The study included 150 scientists from 26 countries who combined their knowledge and data from nearly 2,000 satellite-tagged sharks. Co-authors from Mote Marine Laboratory’s Center for Shark Research have tracked white, bull, hammerhead, whale and multiple other shark species with satellite tags over decades of conservation-focused science, some in collaboration with research partner OCEARCH.
- Read the full news release from Nature below and view the journal article here: https://rdcu.be/bLze0
Below is a statement from Dr. Robert Hueter, Director of Mote’s Center for Shark Research, who served as a study co-author along with Mote Senior Biologists Jack Morris and John Tyminski.

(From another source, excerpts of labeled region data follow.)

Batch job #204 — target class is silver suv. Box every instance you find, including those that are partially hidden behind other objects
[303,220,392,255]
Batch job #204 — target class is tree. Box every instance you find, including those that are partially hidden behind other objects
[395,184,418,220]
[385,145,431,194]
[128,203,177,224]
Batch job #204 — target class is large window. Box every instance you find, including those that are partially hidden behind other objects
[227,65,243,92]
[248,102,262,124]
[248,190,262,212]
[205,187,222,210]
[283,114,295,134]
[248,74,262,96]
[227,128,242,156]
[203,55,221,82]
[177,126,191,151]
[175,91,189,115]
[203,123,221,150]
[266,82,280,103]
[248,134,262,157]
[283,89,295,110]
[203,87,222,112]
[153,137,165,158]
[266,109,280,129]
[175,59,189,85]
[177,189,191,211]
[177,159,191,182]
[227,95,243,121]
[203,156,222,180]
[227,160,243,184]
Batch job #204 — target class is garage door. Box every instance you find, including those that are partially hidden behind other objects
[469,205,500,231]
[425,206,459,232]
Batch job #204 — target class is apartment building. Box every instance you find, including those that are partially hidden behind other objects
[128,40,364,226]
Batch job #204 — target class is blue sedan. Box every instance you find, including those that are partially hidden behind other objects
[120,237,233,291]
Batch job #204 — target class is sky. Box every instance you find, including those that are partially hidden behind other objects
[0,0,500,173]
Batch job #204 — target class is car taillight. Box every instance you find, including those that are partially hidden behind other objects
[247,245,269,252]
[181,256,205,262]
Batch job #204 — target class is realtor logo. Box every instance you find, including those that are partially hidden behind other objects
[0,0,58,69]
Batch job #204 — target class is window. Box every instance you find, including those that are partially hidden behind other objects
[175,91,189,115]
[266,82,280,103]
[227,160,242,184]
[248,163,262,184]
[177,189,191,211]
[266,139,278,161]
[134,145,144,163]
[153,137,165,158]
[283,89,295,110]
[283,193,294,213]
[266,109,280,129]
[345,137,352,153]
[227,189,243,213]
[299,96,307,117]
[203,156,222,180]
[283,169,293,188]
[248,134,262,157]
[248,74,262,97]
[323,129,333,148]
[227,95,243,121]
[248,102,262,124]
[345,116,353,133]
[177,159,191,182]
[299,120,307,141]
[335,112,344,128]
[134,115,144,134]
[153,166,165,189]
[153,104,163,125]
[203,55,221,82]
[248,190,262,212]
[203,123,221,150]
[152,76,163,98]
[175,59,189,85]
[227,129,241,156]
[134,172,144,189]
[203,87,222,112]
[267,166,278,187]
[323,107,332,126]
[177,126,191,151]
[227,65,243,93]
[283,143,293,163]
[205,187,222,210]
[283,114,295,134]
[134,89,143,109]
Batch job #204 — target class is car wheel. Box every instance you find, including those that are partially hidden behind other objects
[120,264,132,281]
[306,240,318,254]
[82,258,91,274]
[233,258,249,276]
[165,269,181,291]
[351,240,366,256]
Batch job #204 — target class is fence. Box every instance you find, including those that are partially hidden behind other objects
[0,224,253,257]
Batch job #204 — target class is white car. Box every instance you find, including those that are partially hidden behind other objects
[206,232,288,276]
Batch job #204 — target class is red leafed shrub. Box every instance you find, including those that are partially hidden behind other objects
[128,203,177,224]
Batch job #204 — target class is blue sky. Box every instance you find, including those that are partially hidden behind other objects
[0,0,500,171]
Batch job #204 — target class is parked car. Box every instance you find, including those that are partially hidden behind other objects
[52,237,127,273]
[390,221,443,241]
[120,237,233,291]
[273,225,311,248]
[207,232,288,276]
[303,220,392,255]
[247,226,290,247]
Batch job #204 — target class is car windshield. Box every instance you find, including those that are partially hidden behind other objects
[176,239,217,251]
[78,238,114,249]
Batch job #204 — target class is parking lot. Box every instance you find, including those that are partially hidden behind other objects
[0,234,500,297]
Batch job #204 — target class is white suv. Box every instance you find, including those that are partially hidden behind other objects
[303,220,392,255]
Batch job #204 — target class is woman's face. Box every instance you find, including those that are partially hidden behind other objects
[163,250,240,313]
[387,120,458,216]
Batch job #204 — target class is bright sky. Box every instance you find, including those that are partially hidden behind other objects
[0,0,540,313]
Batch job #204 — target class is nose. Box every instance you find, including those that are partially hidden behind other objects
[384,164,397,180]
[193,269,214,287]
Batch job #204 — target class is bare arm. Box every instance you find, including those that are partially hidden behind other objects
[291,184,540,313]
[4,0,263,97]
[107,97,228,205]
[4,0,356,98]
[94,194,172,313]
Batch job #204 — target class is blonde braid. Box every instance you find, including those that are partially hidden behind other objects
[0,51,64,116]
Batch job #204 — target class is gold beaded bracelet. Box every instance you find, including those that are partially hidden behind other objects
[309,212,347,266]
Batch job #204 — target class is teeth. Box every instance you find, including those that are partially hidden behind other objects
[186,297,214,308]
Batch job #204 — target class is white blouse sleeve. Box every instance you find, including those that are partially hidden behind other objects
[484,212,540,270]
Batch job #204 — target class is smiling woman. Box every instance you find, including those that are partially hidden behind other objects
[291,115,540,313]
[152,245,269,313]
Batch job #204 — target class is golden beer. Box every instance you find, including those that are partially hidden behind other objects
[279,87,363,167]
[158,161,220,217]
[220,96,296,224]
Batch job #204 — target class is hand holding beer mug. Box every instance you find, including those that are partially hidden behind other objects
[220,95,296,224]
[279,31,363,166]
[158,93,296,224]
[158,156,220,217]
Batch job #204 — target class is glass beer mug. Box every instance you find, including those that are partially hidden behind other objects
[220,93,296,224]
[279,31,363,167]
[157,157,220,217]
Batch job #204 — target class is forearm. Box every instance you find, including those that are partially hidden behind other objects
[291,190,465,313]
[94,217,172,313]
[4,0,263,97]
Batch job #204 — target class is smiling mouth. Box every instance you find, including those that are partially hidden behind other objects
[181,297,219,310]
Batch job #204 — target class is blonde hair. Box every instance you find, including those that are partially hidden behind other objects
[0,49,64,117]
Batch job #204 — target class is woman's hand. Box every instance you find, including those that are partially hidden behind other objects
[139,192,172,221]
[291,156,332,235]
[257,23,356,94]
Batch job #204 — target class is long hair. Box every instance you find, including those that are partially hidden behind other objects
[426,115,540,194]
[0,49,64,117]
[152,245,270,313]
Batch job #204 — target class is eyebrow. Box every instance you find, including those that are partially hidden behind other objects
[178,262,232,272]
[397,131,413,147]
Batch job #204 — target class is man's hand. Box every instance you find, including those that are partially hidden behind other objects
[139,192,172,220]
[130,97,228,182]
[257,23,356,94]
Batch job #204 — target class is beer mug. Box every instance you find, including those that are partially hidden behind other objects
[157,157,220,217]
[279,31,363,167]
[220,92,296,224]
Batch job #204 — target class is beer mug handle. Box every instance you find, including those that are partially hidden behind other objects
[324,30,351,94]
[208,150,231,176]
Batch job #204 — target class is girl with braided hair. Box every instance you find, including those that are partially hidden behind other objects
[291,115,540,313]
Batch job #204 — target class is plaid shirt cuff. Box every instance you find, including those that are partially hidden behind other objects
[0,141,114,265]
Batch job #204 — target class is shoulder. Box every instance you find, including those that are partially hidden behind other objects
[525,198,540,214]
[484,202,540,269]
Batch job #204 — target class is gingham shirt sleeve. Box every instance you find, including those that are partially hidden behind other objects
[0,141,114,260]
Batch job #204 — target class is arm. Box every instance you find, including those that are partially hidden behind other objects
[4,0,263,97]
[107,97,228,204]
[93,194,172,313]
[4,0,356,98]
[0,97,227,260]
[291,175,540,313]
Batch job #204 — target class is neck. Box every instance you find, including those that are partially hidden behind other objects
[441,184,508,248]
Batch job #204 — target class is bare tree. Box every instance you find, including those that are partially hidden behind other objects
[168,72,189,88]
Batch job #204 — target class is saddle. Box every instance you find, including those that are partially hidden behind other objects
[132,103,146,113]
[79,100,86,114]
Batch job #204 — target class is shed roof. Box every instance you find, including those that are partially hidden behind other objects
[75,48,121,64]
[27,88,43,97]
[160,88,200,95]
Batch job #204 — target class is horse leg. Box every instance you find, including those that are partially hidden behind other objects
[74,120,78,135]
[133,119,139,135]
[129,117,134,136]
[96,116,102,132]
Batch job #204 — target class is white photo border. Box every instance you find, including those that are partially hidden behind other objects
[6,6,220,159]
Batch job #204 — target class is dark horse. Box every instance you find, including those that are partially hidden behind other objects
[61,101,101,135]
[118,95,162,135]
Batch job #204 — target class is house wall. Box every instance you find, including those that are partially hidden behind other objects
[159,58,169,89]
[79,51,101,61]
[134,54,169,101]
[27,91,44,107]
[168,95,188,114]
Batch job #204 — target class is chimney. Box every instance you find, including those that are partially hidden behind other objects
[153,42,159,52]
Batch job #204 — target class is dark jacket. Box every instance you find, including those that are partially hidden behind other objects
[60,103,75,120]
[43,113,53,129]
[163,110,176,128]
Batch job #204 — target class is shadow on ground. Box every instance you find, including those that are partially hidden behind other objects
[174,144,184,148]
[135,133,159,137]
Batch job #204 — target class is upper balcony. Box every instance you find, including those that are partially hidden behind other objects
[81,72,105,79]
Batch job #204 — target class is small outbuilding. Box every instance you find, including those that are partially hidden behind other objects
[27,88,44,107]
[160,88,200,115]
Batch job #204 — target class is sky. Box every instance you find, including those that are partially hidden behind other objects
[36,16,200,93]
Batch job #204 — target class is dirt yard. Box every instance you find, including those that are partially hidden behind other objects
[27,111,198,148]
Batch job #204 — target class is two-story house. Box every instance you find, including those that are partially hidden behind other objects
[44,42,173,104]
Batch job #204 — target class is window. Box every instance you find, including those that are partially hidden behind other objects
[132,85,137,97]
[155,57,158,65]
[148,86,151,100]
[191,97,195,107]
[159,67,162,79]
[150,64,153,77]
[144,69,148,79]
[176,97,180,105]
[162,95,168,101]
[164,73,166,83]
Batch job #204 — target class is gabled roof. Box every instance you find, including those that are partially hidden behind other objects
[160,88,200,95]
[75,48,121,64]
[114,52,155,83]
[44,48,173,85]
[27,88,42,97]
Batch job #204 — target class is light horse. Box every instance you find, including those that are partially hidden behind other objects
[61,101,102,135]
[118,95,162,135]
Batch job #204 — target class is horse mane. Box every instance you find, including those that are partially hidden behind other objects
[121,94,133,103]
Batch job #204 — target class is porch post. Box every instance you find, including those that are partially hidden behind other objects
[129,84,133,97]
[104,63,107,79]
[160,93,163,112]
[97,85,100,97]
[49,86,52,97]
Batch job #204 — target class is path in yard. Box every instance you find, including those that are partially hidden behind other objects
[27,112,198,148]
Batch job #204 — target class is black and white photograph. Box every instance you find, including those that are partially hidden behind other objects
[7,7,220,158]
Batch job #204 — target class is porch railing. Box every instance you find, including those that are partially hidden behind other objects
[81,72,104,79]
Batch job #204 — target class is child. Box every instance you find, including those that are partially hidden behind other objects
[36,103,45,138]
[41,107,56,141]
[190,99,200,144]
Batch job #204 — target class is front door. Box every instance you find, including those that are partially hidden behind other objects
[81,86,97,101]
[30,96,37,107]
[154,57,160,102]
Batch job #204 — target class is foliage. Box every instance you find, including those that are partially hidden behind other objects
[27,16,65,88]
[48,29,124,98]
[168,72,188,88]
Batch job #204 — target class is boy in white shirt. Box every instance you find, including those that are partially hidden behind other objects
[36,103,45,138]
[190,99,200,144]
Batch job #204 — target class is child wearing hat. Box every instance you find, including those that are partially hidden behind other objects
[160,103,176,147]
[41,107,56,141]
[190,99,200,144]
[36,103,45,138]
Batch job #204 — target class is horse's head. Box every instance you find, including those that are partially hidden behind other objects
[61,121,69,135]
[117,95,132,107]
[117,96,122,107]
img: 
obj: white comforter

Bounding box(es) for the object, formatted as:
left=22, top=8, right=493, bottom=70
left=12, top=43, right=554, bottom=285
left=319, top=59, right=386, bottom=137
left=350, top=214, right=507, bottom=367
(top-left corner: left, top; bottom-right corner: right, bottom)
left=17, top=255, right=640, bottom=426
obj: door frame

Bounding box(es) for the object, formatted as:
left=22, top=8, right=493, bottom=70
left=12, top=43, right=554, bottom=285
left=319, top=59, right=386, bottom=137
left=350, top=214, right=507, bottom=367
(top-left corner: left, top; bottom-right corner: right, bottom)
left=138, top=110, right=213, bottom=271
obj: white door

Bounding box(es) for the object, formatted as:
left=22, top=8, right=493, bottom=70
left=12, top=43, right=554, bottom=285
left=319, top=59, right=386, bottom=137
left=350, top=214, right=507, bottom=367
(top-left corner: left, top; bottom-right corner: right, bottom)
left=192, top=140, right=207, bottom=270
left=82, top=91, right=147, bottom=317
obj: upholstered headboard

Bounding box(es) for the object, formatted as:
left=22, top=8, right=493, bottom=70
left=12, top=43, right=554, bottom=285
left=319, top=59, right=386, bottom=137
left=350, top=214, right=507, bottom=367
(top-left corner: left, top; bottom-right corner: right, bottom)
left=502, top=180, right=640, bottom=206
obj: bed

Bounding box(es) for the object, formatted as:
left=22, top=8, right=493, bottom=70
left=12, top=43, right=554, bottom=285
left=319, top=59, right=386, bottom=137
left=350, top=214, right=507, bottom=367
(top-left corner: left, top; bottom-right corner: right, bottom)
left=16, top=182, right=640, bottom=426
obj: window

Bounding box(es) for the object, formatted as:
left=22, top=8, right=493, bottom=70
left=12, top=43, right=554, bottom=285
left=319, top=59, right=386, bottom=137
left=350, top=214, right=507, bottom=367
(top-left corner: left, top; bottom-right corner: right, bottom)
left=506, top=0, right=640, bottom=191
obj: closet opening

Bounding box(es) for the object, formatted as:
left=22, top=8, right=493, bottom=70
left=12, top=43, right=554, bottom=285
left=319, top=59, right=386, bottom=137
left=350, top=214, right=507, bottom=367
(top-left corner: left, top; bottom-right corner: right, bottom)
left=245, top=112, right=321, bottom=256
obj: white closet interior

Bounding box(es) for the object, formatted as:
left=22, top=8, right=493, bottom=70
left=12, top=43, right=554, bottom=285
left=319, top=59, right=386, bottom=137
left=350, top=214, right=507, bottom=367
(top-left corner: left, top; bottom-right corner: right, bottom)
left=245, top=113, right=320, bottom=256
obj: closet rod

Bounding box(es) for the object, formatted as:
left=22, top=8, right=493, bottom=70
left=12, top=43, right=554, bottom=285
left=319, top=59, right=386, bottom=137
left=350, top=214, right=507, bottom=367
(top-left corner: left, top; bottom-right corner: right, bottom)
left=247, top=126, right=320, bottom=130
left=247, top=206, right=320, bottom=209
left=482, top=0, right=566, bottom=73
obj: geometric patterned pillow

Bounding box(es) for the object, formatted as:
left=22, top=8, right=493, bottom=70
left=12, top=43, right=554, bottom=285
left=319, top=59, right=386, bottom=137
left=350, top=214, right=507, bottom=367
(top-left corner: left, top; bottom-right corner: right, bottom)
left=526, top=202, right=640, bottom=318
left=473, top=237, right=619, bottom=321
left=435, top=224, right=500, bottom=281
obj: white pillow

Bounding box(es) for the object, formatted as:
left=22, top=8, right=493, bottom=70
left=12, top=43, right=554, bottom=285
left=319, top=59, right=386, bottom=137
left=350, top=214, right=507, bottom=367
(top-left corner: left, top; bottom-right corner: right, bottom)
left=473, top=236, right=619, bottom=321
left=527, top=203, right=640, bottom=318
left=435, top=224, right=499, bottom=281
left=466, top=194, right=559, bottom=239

Dr. Robert Hueter, Director of Mote's Center for Shark Research, works with a bull shark during a 2016 tagging expedition off Siesta Key, Florida. Credit: Olivia Raney/Mote Marine Laboratory
“Sharks are an important part of oceanic fauna and they are sharing a lot of the same areas as the target species of open-water, longline fisheries. It is alarming to see how extensively shark movements overlap with these fisheries; outside United States waters, such fisheries often lack a responsible management approach to address shark bycatch and resulting mortalities. In addition, shark finning — the wasteful and inhumane practice of cutting off a shark’s fins and discarding the carcass at sea — can really take its toll out on the open sea in the absence of conservation measures and enforcement of regulations. Shark finning has been prohibited in U.S. waters since 2000.
“This paper underscores the need for improved regulation and enforcement in international, open-water, longline fisheries, comparable to current management of such fisheries in the United States Exclusive Economic Zone. In the U.S. Atlantic and Gulf of Mexico, open-water longline fishermen must fill out logbooks and carry observers plus electronic monitoring systems on their vessels to record video of their catch and bycatch. They are prohibited to fin sharks and must be licensed to harvest whole sharks of specific species. It’s understandable that fishermen have to follow their target species, and at the same time, we can’t stop sharks from using the same areas. Nonetheless, there are sustainable management options that resource managers, fishers and scientists can work toward together, based on the best available data and the mission to balance the needs of humans and sharks.
“This study also shows the power of scientists collaborating and sharing data openly. We at Mote’s Center for Shark Research were happy to provide any and all data that could contribute to this globally important study.”
Mote Marine Laboratory scientists have studied sharks since the Lab was founded in 1955, and today Mote operates the only Center for Shark Research designated by U.S. Congress.
Read the full press release provided by the Marine Biological Association at this link and pasted below.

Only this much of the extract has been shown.